Antonella Santarelli, nel duplice ruolo di autrice e moderatrice, ha voluto sondare il terreno parlando di mercato editoriale e di proposte scrittorie con me, Greta Cerretti, Laura De Angelis e Cristina Lattaro in un’ottica rigorosamente femminile richiesta dal dato di fatto più oggettivo: che, cioè, la fetta di lettrici/ compratrici/fruitrici di libri sia a oggi costituita in maggioranza proprio dalle donne.   Nel panorama variegato e complesso dei libri editi in quest’ultimo periodo è palpabile un’attenzione in tal senso, non sempre corrisposta da un livello qualitativo adeguato. Come dire, citando Ogilvy à revers, che nel mare magnum del marketing editoriale non sempre contino realmente le persone che contano, almeno in un’ottica di onestà intellettuale. Molto più facile puntare sul livello di intrattenimento, di puro divertissement della lettura; e poco importa che si finiscano col sottovalutare volutamente e artatamente gusto e background socio-culturale femminile posseduti da buona parte delle lettrici, livellati senza mezze misure per rispondere in modo maggiormente funzionale a logiche di compravendita mordi-e-fuggi, spesso sulla falsariga di diktat esteri a partire dalle famose cinquanta sfumature jamesiane e oltre.

Le succitate autrici Nulla Die, impegnate ciascuna in forme di elaborazione  scrittoria di genere differente, hanno voluto dire la loro, sottolineando come l’erotismo non vada affatto confuso con il mom-porn o soft-porn  dilaganti e debordanti soprattutto negli ultimi tempi tanto da diventare punti di riferimento e offerta narrativa anche di note case editrici italiane. Che la scrittura impegnata ma anche fantasy, noir, di genere possa ben costituire una valida alternativa a ciò che si pone compulsivamente come moda del momento.
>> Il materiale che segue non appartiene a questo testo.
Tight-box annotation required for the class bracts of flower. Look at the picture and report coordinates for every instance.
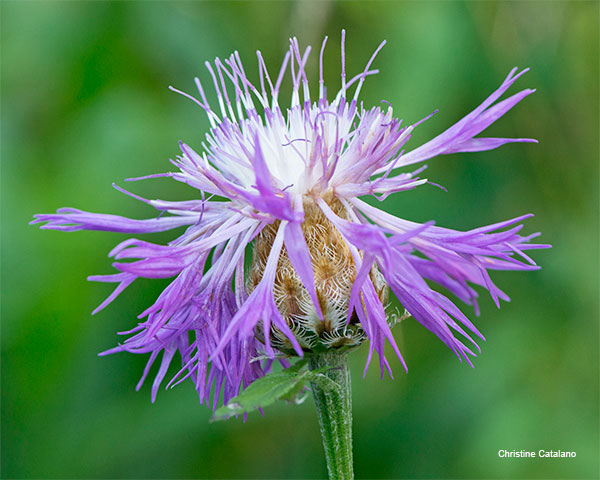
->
[32,32,549,409]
In particolare Cristina Lattaro, in attivo due pubblicazioni in cartaceo con la Nulla Die e altrettante in versione e-book con la Sesat, si è detta pronta a  sperimentare il genere erotico noir stando bene attenta a non cedere alle lusinghe della pornografia tout court. Dello stesso avviso Greta Cerretti e Laura De Angelis, ciascuna autrice per la Nulla Die di un romanzo edito nella passata stagione, entrambe ben pronte a tentare nuovamente a breve la strada della pubblicazione con lavori inediti già ultimati. Alla domanda rivoltami da Antonella Santarelli,  autrice anch’essa per la Nulla Die di testi poetici e di prosa, se sia ancora il caso di proporre opere “impegnate” ho risposto di si; alle antieroine di “Succo di melagrana” impegnate nella quotidianità più spicciola a scegliere di imboccare strade diverse con una consapevolezza e una costruttività tutta al femminile credo fermamente.  E non è detto che in tal senso letture di qualità incentrate su buoni propositi permeati di positività e non di buonismo non possano fare la differenza. Quanto meno in termini di non omologazione di pensiero.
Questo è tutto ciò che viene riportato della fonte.